From: Tejun Heo <tj@kernel.org>
To: mingo@elte.hu, tglx@linutronix.de, bphilips@suse.de,
yinghai@kernel.org, akpm@linux-foundation.org,
torvalds@linux-foundation.org, linux-kernel@vger.kernel.org,
jeff@garzik.orglinux
Subject: [PATCHSET] irq: better lost/spurious irq handling
Date: Sun, 13 Jun 2010 17:31:26 +0200 [thread overview]
Message-ID: <1276443098-20653-1-git-send-email-tj@kernel.org> (raw)
Hello,
This is the first take of better-lost-spurious-irq-handling patchset.
IRQs can go wrong in two opposite directions. There can be too many
or too few. Currently, the former is handled by spurious IRQ
detection and polling (the "nobody cared" thing) and the latter by
irqpoll kernel parameter, which currently is broken on many
configurations due to tickless timer and missing IRQF_IRQPOLL.
Certain hardware classes are inherently prone to IRQ related problems.
ATA is one very good example. When the traditional IDE interface is
used, regardless of PATA or SATA, handling of IRQ is very fragile.

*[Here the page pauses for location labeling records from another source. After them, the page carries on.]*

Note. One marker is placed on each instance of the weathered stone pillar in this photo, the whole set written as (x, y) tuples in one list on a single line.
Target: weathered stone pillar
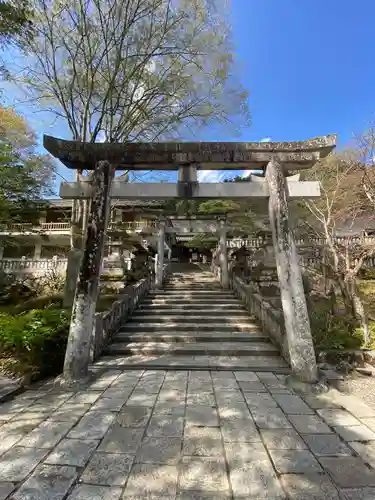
[(37, 250), (77, 355), (160, 256), (297, 324), (223, 256)]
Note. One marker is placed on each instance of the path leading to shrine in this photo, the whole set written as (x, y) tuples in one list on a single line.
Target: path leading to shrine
[(179, 435), (195, 433)]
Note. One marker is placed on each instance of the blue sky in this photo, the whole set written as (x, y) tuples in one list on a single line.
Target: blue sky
[(309, 66)]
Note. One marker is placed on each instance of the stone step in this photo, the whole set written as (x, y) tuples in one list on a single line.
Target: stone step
[(243, 318), (191, 295), (190, 337), (220, 301), (194, 289), (194, 349), (204, 291), (221, 363), (189, 309), (186, 327)]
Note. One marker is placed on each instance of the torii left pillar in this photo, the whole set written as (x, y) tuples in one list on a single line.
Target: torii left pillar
[(77, 356), (160, 256), (297, 324), (223, 255)]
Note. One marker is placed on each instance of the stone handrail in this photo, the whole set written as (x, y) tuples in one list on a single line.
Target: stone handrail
[(134, 225), (271, 319), (29, 227), (108, 323), (26, 264)]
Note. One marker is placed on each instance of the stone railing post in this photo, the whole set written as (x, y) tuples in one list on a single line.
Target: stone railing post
[(160, 256), (297, 324), (223, 255)]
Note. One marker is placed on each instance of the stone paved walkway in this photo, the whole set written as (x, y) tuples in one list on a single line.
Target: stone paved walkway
[(198, 435)]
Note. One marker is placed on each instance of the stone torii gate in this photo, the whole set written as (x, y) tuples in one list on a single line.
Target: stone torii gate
[(278, 161)]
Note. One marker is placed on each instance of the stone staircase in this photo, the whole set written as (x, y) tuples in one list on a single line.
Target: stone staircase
[(192, 324)]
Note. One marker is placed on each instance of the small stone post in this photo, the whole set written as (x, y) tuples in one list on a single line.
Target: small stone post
[(297, 324), (77, 356), (160, 256), (223, 256)]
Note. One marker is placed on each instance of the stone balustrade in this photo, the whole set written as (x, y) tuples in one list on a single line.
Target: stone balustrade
[(32, 228), (108, 323), (271, 319)]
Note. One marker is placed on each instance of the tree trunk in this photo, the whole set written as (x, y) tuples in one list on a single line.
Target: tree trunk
[(297, 324), (77, 355), (77, 238), (357, 307)]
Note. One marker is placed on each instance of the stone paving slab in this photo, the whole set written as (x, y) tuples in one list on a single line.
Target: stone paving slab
[(180, 435)]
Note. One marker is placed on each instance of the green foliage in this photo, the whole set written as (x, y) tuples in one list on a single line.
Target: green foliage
[(140, 74), (15, 18), (367, 273), (25, 175), (34, 343), (371, 343), (333, 331), (203, 241)]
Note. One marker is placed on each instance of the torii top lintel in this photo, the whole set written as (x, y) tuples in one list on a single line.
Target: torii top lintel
[(205, 155)]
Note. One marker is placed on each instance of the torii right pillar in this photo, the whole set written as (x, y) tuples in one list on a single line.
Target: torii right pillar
[(297, 323)]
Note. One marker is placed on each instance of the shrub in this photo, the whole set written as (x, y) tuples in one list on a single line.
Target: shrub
[(367, 273), (333, 331), (34, 343)]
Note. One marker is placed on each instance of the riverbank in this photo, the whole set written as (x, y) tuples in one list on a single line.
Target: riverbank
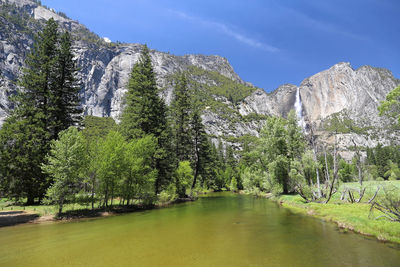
[(354, 217), (15, 215)]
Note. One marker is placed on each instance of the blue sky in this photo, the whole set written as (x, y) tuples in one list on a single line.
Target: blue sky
[(268, 42)]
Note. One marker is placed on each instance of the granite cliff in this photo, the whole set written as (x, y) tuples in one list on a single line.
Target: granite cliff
[(233, 109)]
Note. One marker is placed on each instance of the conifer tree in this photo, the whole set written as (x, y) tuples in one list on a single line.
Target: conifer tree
[(203, 161), (42, 109), (145, 114), (181, 108), (65, 102)]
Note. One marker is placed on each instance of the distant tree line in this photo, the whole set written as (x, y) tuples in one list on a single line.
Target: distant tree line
[(157, 153)]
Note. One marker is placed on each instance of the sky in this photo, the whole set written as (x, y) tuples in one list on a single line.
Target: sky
[(268, 42)]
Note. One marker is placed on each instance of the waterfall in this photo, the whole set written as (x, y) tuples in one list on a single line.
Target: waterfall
[(298, 106)]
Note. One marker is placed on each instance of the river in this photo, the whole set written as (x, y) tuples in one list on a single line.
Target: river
[(221, 229)]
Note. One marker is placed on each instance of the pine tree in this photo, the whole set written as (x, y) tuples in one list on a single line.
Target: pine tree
[(145, 114), (41, 110), (64, 165), (181, 108), (65, 102), (205, 155)]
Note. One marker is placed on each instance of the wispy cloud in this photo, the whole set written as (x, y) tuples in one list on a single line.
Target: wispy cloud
[(225, 29), (323, 26)]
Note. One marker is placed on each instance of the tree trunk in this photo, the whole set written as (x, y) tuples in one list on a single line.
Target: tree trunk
[(30, 200)]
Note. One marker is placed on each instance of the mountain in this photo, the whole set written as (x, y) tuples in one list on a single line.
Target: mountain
[(233, 110)]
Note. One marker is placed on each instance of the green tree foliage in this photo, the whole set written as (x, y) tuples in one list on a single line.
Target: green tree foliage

There is no reliable way to tell whether the controller is raising an
interrupt or not and the driver should expect IRQ according to HSM
transitions and hope that the host controller stays in sync and does
what it's expected to do. Occasionally but surely something goes
wrong and IRQ storm or timeout follows. Furthermore, the IRQ is
ultimately under the control of the ATA device not the ATA controller
making things a whole lot more fragile and prone to permanent and
transient IRQ problems.
Even if the controller and hardware themselves are okay, IRQ sharing
means that any device can be a victim of rogue interrupts. For
example, there was an I2C device for which the driver didn't use IRQ
but when the configuration is right (well, rather, wrong), its IRQ
line would assert and cause IRQ storm and there wasn't much the driver
could do to prevent that. There's also the BIOS and OS expecting
different things especially during suspend and resume. On my x61s
when resuming from STR something funny happens and the IRQ line for a
USB host gets stuck once in a while.
Most of these problems can be worked around much more efficiently
without adding noticeable runtime overhead or driver complexity by
using polling carefully. This patchset improves the existing spurious
IRQ handling and implements two mechanisms to work around lost
interrupts.
Emphasis was put on making it easy to use for drivers. Drivers only
need IRQF_SHARED on the interrupt handler and add some function calls
here and there. Functions which can be used in hot paths are
efficient and can be called without worrying about performance
implications by virtually any driver which deals with an actual
hardware. Except for init functions, all don't care about calling
context and won't fail catastrophically even if used incorrectly.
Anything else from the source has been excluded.